Music by Herschel Burke Gilbert
Starring
Dana Andrews
Ida Lupino
Vincent Price
Rhonda Fleming
George Sanders
Howard Duff
Thomas Mitchell
Review by William D. Tucker.
While the City Sleeps opens with a creepy sequence in which a serial killer gains access to a woman’s apartment. We see the perpetrator full-on. This is not a whodunit. He’s a delivery man for a corner grocery in New York City. His job gives him access to people’s homes. He’s killed before, he’ll kill again. He preys on women, exclusively. We get a first person murder sequence of the woman we just met. We’re seemingly set up for a character portrait of a twisted psychopath and the hunt for him that will no doubt ensue. We get those things, more or less, but they end up being told from the perspective of the employees of a media empire who compete with each other to transform atrocity into profitable front page headlines. It’s this perspective that makes While the City Sleeps modestly intriguing.

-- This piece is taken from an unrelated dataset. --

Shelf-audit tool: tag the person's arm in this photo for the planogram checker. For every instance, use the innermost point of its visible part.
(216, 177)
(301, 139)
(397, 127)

Because it’s not a mystery. We know who the perpetrator is from the jump. This puts the emphasis on how and why questions as opposed to inquiries into who. It engages with the how a little more substantially than the why.
It’s not much of a character study of psychopathy. We quickly come to understand that the killer targets women. Sure, there’s some pop psychology prattle offered up to explain his works, but in 2024 misogyny is widely understood to be a motive force all on its own. 1956 was, I guess, a simpler time, but this movie more or less presents a predator who would make sense yesterday or today. He’s a creep. He’s dangerous. He’s also kind of a bore.
It’s not much of a police procedural. The cops are on the case, but we basically interact with them from the journalists’ side of things. So no super detective stuff. No reassuring Law and Order routines. What is interesting is how While the City Sleeps depicts the porous flow of intel from cop to reporter. Everything hinges on insider contacts. There’s an unofficial yet normalized understanding that the public desires both the reassurance that the police are on the case and the lurid come-on of true crime infotainment on a daily schedule plus extra editions when something dramatic breaks. The cops and the reporters have worked out the give and take. Some journalists get favored access, some don’t.
It’s not much of a thriller save for three key sequences-which are efficiently set up and paid off. This mostly ends up as a character drama about the employees of the media empire, and how each one chooses to chase the big scoop. There’s a not entirely convincing gimmick built around the death of the big boss of the media empire. The big boss’s wastrel son takes over and pits the division heads against one another to drive up productivity. This struck me as superfluous: a New York City media operation is already going to hit the ground running to win the scoop on a local serial killer saga. Which is what happens, anyways. The wastrel son element is, well, wasted.
It’s not much in the visuals department. It’s not terrible. But it is directed by Fritz Lang of Metropolis and M among other masterworks. While the City Sleeps can’t compare to Metropolis in terms of city visuals, nor is its creepy killer near as memorable as Peter Lorre’s depraved predator in M. It’s certainly competent and concrete, nothing too arty or conceptual I guess, but it lacks atmosphere.
While the City Sleeps works best in how it depicts a media machine responding to an extreme series of crimes. The true fascination here is with how the different employees of a media empire work at cross-purposes even though they’re all part of the same outfit. But this is a modest achievement at best. The story loses momentum a good ten or twelve minutes before the finish. The ending is a betrayal of all that has been established about the cutthroat gamesmanship within the media conglomerate. At the last it tries to sentimentalize what has throughout been depicted as a hard-boiled zero sum game, thus shitcanning its last bit of credibility. While the City Sleeps is far from the worst thing ever put to film, but it's off-puttingly mediocre for the talents involved.